Notice how little the narrative has changed from this very early point. All the talking points are already assembled. Worth noting:
- They call the prison Skripal was sent to in Rusia a “Gulag”, even though the Gulag system ended in the 1960s before the collapse of the Soviet Union. This is clearly emotive language designed to create the impression of Russia as being still an authoritarian and “Stalinist” state.
- There is tacit assumption from the outset that the Russian government is somehow implicated in this incident, even though at this point there had been no claims of foul play, and no statements about how or why Skripal and his daughter had been taken ill.
- The BBC has already – just hours into the breaking story – lined up a video clip from 2010 of Putin saying traitors will “choke” on their “30 pieces of silver.” The clip contains no suggestion Putin intends anyone to be murdered, but the context in which it is run during this segment is clearly intended to weight his words with this meaning.
- It’s stated the Russian government were actively looking for Skripal for unspecified reasons, though no evidence for this is produced, and even though Skripal had been voluntarily released by Russian authorities eight years earlier in a prisoner-exchange. The obvious question – why would they let him go if they wanted him dead is not asked or acknowledged.

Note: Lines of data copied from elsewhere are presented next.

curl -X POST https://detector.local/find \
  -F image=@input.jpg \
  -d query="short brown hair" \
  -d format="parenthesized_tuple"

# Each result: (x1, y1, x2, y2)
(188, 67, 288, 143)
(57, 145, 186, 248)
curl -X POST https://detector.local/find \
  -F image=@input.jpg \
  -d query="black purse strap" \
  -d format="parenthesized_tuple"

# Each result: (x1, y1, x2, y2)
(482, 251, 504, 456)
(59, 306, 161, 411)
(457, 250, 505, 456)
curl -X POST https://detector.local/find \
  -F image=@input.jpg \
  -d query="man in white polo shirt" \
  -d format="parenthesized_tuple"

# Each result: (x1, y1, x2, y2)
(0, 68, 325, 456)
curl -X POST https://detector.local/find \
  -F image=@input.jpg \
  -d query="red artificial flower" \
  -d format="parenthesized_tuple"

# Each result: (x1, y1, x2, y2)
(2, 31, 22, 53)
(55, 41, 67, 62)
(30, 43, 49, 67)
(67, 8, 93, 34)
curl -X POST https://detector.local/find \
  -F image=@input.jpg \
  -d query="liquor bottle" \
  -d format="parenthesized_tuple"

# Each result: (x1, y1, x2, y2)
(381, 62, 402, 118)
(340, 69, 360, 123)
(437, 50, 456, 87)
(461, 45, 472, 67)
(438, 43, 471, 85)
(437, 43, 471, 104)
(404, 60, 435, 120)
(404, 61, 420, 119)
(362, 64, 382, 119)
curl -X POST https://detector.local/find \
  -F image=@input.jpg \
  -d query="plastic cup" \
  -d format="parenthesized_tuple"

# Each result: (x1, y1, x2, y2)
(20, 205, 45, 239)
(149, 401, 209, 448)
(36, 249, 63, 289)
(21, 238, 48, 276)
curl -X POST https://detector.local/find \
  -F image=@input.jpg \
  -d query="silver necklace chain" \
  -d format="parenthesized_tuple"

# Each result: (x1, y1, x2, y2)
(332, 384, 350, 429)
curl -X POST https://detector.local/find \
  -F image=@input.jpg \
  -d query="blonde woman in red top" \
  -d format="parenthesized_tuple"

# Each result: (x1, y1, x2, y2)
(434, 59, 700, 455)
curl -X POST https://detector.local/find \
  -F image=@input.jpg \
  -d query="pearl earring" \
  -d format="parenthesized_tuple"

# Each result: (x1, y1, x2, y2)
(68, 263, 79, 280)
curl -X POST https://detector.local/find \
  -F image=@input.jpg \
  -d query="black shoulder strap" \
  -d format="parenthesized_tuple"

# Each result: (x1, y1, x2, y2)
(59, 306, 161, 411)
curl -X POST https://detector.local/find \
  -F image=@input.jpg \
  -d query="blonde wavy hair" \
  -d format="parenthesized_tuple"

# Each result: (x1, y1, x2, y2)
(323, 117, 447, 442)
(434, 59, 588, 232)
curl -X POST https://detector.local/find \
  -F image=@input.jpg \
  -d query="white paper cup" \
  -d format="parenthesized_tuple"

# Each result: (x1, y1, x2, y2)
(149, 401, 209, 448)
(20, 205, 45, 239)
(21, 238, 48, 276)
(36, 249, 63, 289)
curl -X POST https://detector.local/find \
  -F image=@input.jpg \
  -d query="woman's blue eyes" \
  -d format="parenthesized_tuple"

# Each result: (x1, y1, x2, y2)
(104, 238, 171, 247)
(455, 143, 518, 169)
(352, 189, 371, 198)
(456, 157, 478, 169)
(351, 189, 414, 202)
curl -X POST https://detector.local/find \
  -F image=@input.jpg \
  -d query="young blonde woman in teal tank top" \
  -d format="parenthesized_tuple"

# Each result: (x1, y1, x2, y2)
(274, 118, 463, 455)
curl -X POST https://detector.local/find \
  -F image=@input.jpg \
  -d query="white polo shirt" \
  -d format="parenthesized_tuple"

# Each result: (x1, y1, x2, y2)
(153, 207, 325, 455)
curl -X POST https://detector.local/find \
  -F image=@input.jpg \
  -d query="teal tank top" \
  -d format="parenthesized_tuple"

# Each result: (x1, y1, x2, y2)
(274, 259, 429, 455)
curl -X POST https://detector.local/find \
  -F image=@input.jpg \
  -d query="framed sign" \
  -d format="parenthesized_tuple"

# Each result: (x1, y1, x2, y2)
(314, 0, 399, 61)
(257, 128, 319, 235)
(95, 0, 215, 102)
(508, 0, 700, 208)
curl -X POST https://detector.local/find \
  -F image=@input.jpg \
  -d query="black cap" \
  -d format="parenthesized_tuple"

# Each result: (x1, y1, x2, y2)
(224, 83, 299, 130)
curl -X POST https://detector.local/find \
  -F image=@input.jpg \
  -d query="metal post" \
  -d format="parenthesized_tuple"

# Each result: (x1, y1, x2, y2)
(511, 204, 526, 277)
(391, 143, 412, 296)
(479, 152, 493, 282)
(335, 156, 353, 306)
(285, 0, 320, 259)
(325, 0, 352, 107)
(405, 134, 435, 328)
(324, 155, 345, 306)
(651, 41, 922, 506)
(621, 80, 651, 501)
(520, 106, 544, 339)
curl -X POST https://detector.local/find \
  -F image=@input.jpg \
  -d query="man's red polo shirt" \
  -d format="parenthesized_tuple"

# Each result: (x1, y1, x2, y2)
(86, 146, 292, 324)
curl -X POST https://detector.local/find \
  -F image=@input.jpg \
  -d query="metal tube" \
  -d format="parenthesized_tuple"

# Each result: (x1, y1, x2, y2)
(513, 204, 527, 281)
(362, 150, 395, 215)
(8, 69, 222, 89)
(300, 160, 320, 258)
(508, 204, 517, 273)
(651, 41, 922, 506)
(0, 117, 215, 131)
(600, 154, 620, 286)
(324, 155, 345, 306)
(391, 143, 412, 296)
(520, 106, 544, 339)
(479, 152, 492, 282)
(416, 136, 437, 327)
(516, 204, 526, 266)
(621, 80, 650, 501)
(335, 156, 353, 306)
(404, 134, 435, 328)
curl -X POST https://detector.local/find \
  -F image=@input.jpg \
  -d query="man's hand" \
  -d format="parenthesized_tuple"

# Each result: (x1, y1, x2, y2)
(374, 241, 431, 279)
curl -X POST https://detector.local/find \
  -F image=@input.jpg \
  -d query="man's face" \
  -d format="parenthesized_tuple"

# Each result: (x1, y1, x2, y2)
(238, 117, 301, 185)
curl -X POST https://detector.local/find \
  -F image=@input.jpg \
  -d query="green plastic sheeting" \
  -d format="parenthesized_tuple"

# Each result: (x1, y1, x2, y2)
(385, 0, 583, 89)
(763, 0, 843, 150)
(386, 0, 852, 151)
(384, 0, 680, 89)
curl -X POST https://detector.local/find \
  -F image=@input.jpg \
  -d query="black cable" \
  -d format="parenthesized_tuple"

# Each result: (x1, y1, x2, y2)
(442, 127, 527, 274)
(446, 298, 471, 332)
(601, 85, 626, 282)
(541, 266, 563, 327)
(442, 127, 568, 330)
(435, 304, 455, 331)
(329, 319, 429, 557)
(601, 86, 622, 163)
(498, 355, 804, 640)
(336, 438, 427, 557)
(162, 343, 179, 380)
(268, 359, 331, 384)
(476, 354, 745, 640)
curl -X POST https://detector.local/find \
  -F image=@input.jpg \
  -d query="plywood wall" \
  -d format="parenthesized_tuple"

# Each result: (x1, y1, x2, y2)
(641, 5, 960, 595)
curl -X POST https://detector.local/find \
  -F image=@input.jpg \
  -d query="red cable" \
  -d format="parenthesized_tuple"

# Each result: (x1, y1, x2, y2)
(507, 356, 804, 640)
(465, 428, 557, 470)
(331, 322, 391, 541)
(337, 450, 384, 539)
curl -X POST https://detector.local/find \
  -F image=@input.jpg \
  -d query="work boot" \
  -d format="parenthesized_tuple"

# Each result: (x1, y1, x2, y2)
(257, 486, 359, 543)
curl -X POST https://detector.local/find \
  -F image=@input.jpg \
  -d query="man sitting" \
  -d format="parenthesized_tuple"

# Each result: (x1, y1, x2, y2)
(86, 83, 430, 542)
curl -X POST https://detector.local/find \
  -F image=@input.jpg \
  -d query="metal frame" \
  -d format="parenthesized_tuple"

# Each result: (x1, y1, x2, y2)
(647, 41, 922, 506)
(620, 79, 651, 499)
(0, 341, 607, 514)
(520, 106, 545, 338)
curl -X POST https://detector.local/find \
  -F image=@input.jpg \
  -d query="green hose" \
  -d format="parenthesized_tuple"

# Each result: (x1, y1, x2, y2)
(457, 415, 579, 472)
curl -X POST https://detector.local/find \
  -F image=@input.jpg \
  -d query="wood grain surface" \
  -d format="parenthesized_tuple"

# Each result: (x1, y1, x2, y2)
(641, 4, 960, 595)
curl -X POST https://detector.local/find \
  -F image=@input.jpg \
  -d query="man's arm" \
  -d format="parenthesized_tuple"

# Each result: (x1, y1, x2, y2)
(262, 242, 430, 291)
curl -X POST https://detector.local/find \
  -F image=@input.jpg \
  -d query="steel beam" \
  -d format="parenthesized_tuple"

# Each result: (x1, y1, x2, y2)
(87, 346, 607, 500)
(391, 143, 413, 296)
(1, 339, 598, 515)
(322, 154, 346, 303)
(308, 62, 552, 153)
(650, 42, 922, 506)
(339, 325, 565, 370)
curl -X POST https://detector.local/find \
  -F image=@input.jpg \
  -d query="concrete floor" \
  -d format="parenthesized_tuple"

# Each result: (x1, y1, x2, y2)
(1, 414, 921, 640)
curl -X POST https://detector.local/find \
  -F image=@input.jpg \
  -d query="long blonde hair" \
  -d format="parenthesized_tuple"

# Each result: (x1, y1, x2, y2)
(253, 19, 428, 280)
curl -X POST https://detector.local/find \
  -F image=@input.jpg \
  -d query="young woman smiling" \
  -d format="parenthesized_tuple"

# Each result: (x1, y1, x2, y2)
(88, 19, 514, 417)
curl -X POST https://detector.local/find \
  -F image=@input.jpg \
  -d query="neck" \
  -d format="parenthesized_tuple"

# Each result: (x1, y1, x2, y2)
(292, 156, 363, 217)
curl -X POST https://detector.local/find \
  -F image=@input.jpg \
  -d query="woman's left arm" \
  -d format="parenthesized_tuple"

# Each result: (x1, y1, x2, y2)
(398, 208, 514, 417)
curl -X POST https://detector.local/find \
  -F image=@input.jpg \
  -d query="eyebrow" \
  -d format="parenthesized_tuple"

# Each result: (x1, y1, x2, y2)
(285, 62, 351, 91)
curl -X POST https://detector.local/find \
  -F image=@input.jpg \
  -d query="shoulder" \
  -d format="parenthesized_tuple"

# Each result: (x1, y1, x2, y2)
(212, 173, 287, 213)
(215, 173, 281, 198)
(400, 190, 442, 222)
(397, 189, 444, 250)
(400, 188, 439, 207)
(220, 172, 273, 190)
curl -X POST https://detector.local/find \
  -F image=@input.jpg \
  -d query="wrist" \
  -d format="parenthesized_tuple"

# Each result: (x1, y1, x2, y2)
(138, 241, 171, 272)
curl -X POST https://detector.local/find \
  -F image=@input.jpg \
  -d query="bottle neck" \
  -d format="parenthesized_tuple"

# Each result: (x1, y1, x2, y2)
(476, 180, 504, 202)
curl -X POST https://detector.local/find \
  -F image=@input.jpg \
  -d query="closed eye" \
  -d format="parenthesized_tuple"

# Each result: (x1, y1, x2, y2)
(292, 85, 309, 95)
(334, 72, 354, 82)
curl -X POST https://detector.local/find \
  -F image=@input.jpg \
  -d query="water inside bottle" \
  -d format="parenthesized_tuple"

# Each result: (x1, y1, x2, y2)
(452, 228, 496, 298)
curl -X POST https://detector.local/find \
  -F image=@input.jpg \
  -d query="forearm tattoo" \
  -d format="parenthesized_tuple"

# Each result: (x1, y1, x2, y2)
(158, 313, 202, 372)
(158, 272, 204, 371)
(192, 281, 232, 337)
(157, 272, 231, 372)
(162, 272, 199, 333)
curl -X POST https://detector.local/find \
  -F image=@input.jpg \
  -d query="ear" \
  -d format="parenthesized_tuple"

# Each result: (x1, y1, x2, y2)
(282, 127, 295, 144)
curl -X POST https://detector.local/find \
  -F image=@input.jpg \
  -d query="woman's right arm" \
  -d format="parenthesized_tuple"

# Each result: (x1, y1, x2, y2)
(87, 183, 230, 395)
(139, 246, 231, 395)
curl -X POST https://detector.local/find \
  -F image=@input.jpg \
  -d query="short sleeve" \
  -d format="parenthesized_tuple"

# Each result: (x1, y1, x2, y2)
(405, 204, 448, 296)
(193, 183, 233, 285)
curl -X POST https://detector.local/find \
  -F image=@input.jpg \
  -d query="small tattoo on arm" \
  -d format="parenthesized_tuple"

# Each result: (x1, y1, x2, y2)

- Even though Skripal had been recruited by MI6 and had worked for MI6 for some years no consideration is given to the possibility that MI6 – or for that matter anybody else – might have their own motives for wanting Skripal removed.
- Three people are interviewed for this fourteen minute piece.One is self-styled “enemy” of Putin, Bill Browder, another is an ex-MI5 employee, and the third is a BBC journalist. None of them is Russian or putting forward a Russian perspective, or could even be described as neutral
Is this Newsnight piece reflective of the “balance” that is required by the BBC charter? Lt’s remind ourselves about what that means in the BBC’s own words:
Impartiality lies at the heart of public service and is the core of the BBC’s commitment to its audiences. It applies to all our output and services – television, radio, online, and in our international services and commercial magazines. We must be inclusive, considering the broad perspective and ensuring the existence of a range of views is appropriately reflected.